Kamran Afzal

Personal information
- Born: 28 February 1997 (age 28) Lahore, Pakistan
- Batting: Left-handed
- Bowling: Left-arm orthodox spin
- Role: Bowler

Domestic team information
- 2010–2017: Lahore
- 2017: Ghani Glass
- 2019: Higher Education Commission
- 2020–present: Central Punjab
- Source: ESPNcricinfo, 20 January 2017

= Kamran Afzal =

Pakistani cricketer (born 1997)

Kamran Afzal (born 28 February 1997) is a Pakistani cricketer.

Afzal represented Lahore in age-group cricket from under-16s in 2010, through under-19s from 2012 to 2014, to senior cricket in 2015. He played three of out of five matches for Pakistan under-19s against Kenya on a tour of Kenya in December 2014. In 2015, he played inter-district cricket in Lahore, and was selected in the Pakistan under-19 squad that toured Sri Lanka in October; he played in the first of the two Test matches, and the first three of the five ODIs.

Afzal made his List A debut for Lahore Whites on 20 January 2017 in the 2016–17 Regional One Day Cup.

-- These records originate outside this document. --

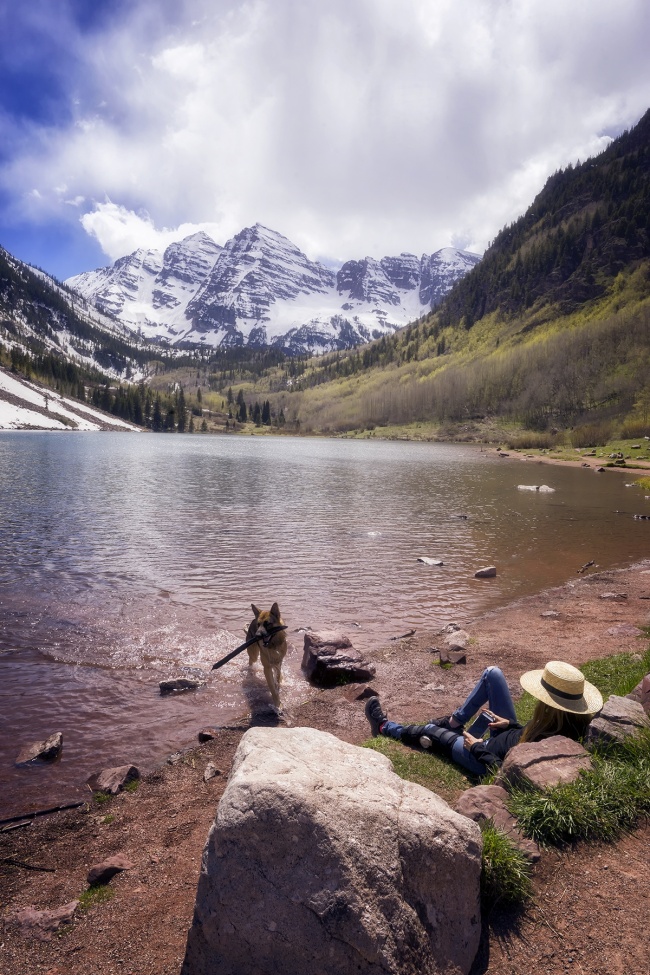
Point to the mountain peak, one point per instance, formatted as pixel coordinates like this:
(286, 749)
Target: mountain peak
(260, 288)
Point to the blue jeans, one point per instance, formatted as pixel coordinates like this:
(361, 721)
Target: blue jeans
(490, 691)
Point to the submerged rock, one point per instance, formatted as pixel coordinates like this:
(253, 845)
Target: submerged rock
(488, 572)
(46, 751)
(176, 685)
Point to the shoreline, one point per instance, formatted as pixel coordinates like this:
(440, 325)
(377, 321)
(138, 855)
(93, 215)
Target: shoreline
(162, 827)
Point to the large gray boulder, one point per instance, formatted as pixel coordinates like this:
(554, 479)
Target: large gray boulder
(322, 861)
(620, 717)
(488, 803)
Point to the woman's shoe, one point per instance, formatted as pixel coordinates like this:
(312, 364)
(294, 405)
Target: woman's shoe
(375, 715)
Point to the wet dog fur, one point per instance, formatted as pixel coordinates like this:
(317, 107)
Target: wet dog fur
(271, 654)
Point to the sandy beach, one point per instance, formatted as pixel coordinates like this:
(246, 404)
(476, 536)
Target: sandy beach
(590, 912)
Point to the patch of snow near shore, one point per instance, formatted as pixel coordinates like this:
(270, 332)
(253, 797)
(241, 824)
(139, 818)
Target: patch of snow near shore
(542, 488)
(14, 416)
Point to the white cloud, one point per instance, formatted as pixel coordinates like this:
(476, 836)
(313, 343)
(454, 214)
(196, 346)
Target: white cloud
(354, 127)
(120, 231)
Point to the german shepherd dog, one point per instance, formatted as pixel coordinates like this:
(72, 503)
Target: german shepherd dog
(271, 651)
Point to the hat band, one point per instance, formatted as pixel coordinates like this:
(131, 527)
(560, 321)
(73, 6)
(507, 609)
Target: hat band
(564, 694)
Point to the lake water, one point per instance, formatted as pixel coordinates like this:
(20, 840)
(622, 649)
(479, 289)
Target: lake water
(126, 559)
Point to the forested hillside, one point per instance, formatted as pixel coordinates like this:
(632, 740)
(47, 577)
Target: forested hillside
(551, 331)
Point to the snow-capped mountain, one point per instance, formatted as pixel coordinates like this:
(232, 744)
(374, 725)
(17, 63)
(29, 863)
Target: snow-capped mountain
(261, 289)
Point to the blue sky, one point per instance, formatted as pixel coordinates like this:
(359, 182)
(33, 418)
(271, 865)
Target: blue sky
(356, 127)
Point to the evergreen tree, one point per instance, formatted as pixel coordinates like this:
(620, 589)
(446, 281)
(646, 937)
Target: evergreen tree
(181, 411)
(157, 421)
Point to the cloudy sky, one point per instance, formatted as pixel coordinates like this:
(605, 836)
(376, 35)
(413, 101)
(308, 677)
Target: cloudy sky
(354, 127)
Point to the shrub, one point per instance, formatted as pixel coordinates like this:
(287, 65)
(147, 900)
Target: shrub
(599, 805)
(591, 434)
(532, 441)
(634, 429)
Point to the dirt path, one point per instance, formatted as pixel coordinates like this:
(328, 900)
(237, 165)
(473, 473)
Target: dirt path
(591, 913)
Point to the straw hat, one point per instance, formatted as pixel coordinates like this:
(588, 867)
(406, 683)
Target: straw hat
(563, 687)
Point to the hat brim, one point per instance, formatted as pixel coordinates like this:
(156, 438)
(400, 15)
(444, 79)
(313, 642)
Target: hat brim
(591, 701)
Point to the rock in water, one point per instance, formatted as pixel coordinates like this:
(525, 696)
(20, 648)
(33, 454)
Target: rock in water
(322, 860)
(329, 658)
(488, 572)
(113, 780)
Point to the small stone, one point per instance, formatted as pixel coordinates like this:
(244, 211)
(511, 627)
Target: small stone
(211, 771)
(453, 657)
(207, 734)
(102, 872)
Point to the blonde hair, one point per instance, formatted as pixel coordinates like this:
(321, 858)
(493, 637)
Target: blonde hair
(547, 721)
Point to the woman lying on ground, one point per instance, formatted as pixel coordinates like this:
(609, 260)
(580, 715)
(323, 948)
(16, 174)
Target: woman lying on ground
(566, 703)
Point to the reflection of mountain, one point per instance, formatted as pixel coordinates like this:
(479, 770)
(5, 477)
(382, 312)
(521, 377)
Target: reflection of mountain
(260, 289)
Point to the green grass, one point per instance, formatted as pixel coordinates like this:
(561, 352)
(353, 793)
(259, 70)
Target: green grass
(505, 878)
(603, 803)
(600, 805)
(618, 674)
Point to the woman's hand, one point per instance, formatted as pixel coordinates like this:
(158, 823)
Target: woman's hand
(469, 740)
(496, 722)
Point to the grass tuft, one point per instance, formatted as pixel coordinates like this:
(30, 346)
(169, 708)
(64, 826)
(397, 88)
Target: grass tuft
(97, 894)
(618, 674)
(505, 878)
(600, 805)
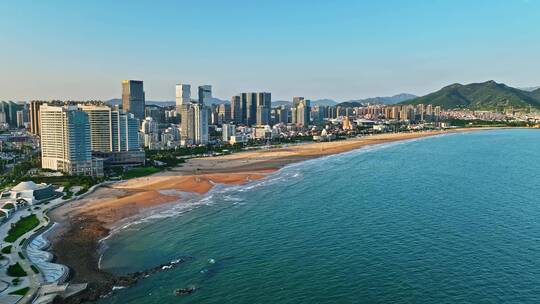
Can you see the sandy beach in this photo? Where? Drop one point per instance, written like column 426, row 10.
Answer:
column 85, row 222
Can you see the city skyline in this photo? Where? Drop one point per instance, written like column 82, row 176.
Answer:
column 343, row 50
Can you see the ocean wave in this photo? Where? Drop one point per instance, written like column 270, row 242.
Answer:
column 233, row 194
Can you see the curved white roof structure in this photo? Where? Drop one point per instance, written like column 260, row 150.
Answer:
column 25, row 186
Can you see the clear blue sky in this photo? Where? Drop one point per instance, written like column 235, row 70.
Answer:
column 318, row 49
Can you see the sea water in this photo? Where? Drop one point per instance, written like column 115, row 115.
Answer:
column 445, row 219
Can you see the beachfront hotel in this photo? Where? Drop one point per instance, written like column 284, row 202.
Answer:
column 133, row 98
column 65, row 140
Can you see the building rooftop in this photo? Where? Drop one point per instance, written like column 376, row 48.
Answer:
column 24, row 186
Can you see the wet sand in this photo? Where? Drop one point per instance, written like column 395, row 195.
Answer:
column 85, row 222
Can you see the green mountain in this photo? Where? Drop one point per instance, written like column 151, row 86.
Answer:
column 487, row 95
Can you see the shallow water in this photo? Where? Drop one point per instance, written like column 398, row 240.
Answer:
column 445, row 219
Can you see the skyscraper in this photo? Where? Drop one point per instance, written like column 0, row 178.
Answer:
column 201, row 124
column 183, row 95
column 187, row 125
column 133, row 98
column 303, row 111
column 65, row 140
column 99, row 119
column 255, row 106
column 238, row 113
column 250, row 100
column 110, row 130
column 264, row 104
column 205, row 94
column 34, row 116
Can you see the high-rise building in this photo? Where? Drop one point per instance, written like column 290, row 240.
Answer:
column 301, row 111
column 101, row 129
column 10, row 109
column 20, row 119
column 183, row 95
column 133, row 98
column 250, row 100
column 34, row 116
column 228, row 130
column 264, row 104
column 224, row 113
column 254, row 108
column 187, row 125
column 111, row 130
column 205, row 94
column 201, row 124
column 238, row 113
column 65, row 140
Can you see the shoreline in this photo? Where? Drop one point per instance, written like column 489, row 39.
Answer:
column 84, row 224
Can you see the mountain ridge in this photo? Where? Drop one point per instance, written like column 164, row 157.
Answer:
column 486, row 95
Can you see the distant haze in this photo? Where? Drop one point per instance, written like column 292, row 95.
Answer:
column 341, row 50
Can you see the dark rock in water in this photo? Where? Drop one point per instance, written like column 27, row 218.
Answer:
column 97, row 290
column 184, row 291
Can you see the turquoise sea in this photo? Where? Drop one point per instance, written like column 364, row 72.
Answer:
column 446, row 219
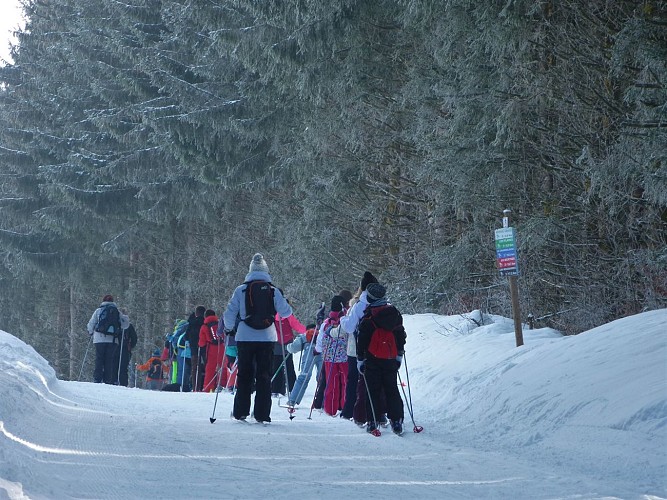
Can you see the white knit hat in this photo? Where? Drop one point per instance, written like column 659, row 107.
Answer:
column 258, row 264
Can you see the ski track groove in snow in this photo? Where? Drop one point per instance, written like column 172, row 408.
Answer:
column 542, row 422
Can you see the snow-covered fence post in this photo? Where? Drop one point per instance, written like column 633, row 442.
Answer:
column 508, row 265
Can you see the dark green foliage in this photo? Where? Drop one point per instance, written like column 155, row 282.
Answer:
column 148, row 149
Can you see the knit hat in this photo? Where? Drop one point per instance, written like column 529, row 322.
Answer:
column 347, row 295
column 337, row 303
column 368, row 278
column 375, row 291
column 258, row 264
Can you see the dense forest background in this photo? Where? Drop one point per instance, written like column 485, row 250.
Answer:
column 149, row 147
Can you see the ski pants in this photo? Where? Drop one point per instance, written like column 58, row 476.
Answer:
column 254, row 360
column 334, row 395
column 106, row 359
column 382, row 375
column 215, row 364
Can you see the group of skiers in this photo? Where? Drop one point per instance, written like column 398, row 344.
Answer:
column 114, row 337
column 357, row 349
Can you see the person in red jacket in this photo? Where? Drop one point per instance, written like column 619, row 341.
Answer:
column 213, row 344
column 285, row 328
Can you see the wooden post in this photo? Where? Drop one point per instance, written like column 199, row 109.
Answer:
column 514, row 293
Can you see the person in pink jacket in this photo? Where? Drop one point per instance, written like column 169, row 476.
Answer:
column 285, row 328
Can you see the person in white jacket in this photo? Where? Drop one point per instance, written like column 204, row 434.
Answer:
column 255, row 346
column 106, row 344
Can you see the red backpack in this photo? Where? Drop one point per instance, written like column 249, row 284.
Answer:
column 383, row 341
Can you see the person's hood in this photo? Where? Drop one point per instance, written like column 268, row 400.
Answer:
column 258, row 276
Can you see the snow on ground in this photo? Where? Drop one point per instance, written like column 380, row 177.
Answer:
column 560, row 417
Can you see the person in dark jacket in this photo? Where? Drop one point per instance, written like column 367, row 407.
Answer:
column 380, row 348
column 195, row 322
column 128, row 342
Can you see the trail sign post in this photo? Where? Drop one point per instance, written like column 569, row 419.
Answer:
column 508, row 265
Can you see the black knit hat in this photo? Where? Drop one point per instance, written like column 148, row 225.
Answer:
column 337, row 303
column 347, row 295
column 375, row 291
column 368, row 278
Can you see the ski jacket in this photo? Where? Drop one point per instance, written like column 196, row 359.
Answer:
column 332, row 340
column 387, row 317
column 289, row 326
column 194, row 330
column 147, row 366
column 101, row 338
column 205, row 334
column 235, row 311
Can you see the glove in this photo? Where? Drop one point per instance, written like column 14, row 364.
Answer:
column 296, row 345
column 367, row 280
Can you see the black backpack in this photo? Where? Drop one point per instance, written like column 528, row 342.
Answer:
column 155, row 370
column 108, row 321
column 260, row 311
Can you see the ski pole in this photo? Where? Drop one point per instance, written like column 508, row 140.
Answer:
column 416, row 428
column 280, row 367
column 217, row 393
column 85, row 356
column 376, row 432
column 120, row 356
column 284, row 365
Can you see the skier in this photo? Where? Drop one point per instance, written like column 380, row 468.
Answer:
column 286, row 327
column 380, row 345
column 252, row 308
column 155, row 369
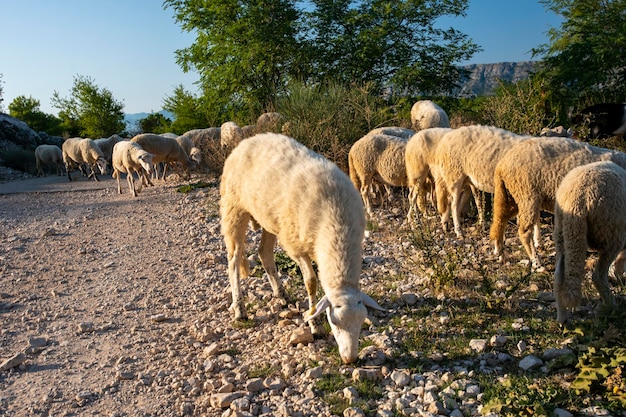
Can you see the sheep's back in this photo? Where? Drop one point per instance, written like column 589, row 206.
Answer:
column 535, row 168
column 474, row 151
column 591, row 197
column 290, row 191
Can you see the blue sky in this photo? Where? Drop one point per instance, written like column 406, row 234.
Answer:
column 127, row 46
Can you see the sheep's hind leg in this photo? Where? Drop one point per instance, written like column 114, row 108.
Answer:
column 600, row 277
column 234, row 229
column 266, row 253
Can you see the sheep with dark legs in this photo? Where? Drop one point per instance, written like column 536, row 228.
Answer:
column 311, row 207
column 48, row 155
column 78, row 151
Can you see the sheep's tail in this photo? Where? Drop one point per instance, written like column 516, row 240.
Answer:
column 571, row 253
column 504, row 208
column 353, row 174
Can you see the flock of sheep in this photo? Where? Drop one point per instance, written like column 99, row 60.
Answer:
column 317, row 212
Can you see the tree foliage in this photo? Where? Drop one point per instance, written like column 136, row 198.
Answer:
column 584, row 59
column 248, row 51
column 392, row 43
column 155, row 123
column 189, row 110
column 27, row 110
column 244, row 50
column 90, row 111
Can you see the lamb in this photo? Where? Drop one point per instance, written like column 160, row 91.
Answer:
column 398, row 131
column 378, row 157
column 425, row 114
column 468, row 155
column 231, row 135
column 526, row 179
column 309, row 204
column 588, row 214
column 164, row 150
column 188, row 146
column 603, row 120
column 48, row 155
column 129, row 157
column 78, row 151
column 106, row 145
column 419, row 158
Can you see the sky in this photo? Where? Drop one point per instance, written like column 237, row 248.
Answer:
column 128, row 46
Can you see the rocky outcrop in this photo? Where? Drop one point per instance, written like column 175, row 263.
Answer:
column 484, row 78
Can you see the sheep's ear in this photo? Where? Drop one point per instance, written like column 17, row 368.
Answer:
column 369, row 302
column 322, row 305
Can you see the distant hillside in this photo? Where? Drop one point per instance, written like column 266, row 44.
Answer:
column 484, row 77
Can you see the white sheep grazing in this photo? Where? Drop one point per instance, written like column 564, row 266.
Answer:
column 129, row 158
column 379, row 157
column 398, row 131
column 231, row 135
column 526, row 179
column 426, row 114
column 48, row 155
column 419, row 158
column 269, row 122
column 188, row 146
column 209, row 134
column 165, row 150
column 106, row 145
column 468, row 155
column 588, row 214
column 78, row 151
column 309, row 204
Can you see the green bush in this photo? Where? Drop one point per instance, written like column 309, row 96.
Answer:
column 19, row 159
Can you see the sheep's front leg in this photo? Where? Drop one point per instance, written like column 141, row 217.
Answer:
column 310, row 282
column 600, row 278
column 266, row 253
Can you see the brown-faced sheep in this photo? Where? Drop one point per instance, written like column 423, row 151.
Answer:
column 165, row 150
column 130, row 157
column 398, row 131
column 426, row 114
column 78, row 151
column 588, row 214
column 468, row 156
column 188, row 146
column 526, row 179
column 48, row 155
column 379, row 157
column 310, row 205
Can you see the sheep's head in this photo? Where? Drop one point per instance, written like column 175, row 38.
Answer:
column 346, row 311
column 102, row 165
column 145, row 160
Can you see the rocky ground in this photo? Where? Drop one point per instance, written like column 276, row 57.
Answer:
column 118, row 306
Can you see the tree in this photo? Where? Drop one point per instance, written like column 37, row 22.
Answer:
column 90, row 111
column 189, row 111
column 155, row 123
column 245, row 50
column 27, row 110
column 391, row 43
column 584, row 59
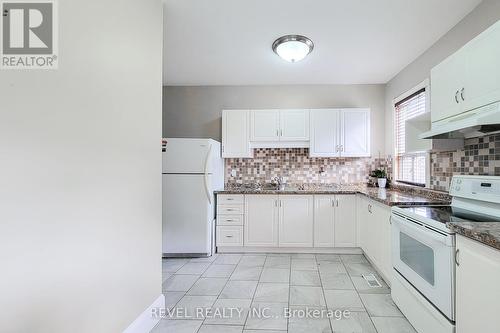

He later played GradeII cricket in the Patron's Trophy, for Ghani Glass in 2017 and Higher Education Commission in 2019. Following the restructuring of domestic cricket in Pakistan in 2019, he has played for Central Punjab, mostly appearing in the second XI competitions. He made his second List A appearance in January 2021, for Central Punjab against Baluchistan in the Pakistan Cup.